The Oldenburg prosecutor’s office said on Thursday it had
filed charges against the trio for allegedly manipulating the balance sheet by
including fictitious transactions worth more than 1.5 billion euros ($1.8
billion).
The managers, who were not named, are also accused of
over-valuing real estate by 820 million euros, investigators said.
The German regional court must now decide whether to open
proceedings against the managers. Balance sheet manipulation is punishable by
up to three years in prison.
Steinhoff, which has its operational headquarters in
Stellenbosch near Cape Town in South Africa and traces its roots to Westerstede
near Bremen in Germany, declined to comment.
Steinhoff first disclosed the hole in its accounts in
December 2017, shocking investors who had backed its reinvention from a small
South African outfit to a multinational retailer at the vanguard of the
European discount furniture retail industry.

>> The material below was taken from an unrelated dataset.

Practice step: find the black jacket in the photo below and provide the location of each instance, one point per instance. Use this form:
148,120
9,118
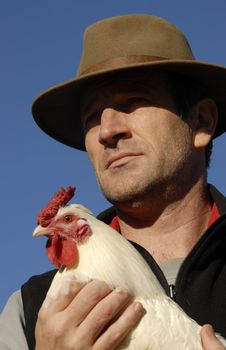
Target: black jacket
200,287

In the country’s biggest corporate scandal, an investigation
carried out by PwC found in 2019 that the firm recorded fictitious or irregular
transactions totalling 6.5 billion euros between its 2009 and 2017 financial
years.
The PwC investigators found a small group of former
Steinhoff executives and individuals from outside the company, implemented the
deals, which substantially inflated the group’s profit and asset values.
The retailer, whose budget furniture, clothes and homeware
businesses span four continents, is now focused on lowering its nearly 10
billion-euro debt by selling assets and parts of its core businesses, like a
potential listing of Pepco Group in Europe.